• gece gece izleyince bir garip eden film. fazla beklentiye sahip olmadan izleyince olmuş diyebiliyoruz. müzikler ise- tabi içinde bruce dickinson ve iron maiden da olunca- oldukça şık olmuş.kısacası sizi bekleyen içine bol erotizm, az biraz şiddet sıkıştırılmış, içinde dini ritüller falan barındıran ilginç seneryolu bir gerilim filmi.
  • --- spoiler ---

    bruce dickinson babamızı, aleister crowley'in ev sahibi kör adam rolüyle görüyoruz filmde. hikaye biraz kopuk ama ilk denemede o kadar kusur olsun diyelim. simon callow* ve jud charlton'ın* oyunculukları muhteşem. ingiliz aksanı'ndan pek hazzetmiyorsanız bir yerden sonra sıkılabilirsiniz. yazmamak olmaz; man of sorrows kapanış için mükemmel bir seçim olmuş.

    --- spoiler ---
  • bu albümün kapanışındaki, -yani the alchemist’in son 2-3 dakikasındaki- kabullenme, huzuru bulma bruce dickinson’ın iron maiden dan ayrılışının ardından geçirdiği depresif dönemin sona erişini sembolize eder.
  • dinlediğim en güzel heavy metal albümlerinden, izlediğim en boktan filmlerden biri.
  • senaristlerinden birisi de bruce dickinson olan konusu son derece ilginç, ancak olmamış film. aslında izlemeye kalktığımda crowley ile ilgili bir fikrim yoktu, belki de bunun için bir şey anlaşılamadı filmden. daha sonra internet ve ekşi sözlük'te edindiğim bilgilerin akabinde bir kez daha izler miyim ? hayır izlemem. bilgi sahibi olarak oturup izleseydim daha fazla keyif verir miydi ? hayır vermezdi.

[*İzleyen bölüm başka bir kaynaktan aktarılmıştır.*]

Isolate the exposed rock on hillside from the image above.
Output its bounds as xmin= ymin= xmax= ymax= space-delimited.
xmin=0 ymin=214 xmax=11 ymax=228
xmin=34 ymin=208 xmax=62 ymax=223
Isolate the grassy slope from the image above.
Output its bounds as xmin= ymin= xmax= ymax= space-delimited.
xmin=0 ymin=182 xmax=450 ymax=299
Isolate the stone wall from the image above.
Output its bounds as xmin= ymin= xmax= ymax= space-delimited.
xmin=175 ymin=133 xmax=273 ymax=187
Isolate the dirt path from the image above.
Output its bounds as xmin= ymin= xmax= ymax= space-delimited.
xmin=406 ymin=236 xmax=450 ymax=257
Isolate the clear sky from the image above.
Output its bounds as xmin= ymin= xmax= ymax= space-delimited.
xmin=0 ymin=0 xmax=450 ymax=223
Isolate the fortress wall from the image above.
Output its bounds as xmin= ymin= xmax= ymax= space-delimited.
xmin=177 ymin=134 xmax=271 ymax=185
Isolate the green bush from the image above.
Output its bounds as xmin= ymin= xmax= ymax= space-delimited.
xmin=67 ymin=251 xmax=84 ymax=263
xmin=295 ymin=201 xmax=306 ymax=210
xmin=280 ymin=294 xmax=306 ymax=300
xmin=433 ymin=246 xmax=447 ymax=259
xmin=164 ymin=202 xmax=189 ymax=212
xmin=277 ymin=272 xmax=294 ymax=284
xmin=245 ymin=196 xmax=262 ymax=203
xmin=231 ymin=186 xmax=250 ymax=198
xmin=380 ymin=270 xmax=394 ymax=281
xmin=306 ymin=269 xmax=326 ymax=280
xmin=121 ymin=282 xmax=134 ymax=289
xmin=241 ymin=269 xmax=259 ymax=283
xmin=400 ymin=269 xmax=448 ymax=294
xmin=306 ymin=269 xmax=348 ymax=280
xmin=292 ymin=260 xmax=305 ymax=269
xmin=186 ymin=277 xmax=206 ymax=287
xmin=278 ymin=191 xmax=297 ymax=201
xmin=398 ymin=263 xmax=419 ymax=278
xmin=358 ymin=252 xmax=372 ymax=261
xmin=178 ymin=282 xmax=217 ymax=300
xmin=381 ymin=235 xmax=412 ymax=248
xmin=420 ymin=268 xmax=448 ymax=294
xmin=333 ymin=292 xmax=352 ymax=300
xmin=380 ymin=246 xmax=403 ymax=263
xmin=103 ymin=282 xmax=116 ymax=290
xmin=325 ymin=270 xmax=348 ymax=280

    bruce candır; lakin bu film hem çok kopuk, hem de her şeyi öyle bir sıkıştırmış ki...
  • bruce dickinson'in iron maiden'la okult ve $eytani her ne sembolizm varsa album kapaklarina, konserlere dekor yapmasi beni her zaman killandirmi$ti, aleister crowley gibi bir sapik (ki aleister crowley harbi bir sapiktir) hakkinda film yapmasi ile satanist ögelere gönül verdigine dair pek suphem kalmadi.

    “… we’ve referred to things like the tarot and ideas of people like aleister crowley” demi$ bruce 84'te.
  • film olanı harbi korkunç bir şeydi bunun. bi bok anlaşılmıyordu.

    (bkz: gelmiş geçmiş en beyin yakan film)
  • crowley oh yeah diyerek, imdb puanına rağmen izlemeye yeltendiğim bruce dickinson ve julian doyle imzalı kopuk film.

    okültizm, dickinson falan da kurtaramadı filmi nazarımda. bir süre sonra dickinson parçalarının olduğu sahneler hariç, filmi atlayarak izleme moduna giriyorsunuz. haksızlık olmasın diyerek geri sarıyorsunuz ama harcanan zaman dışında değişen pek de bir şey olmuyor.

    spoiler falan kasmıyorum çünkü çok kötü abi. crowley'nin evsiz elemana giriştiği sahnede çalan the wicker man ve tabii ki filmin en güzel yeri olan end credits (çünkü bitiyor) kısmında giren man of sorrows haricinde bahsedecek pek de bir şey yok gibi.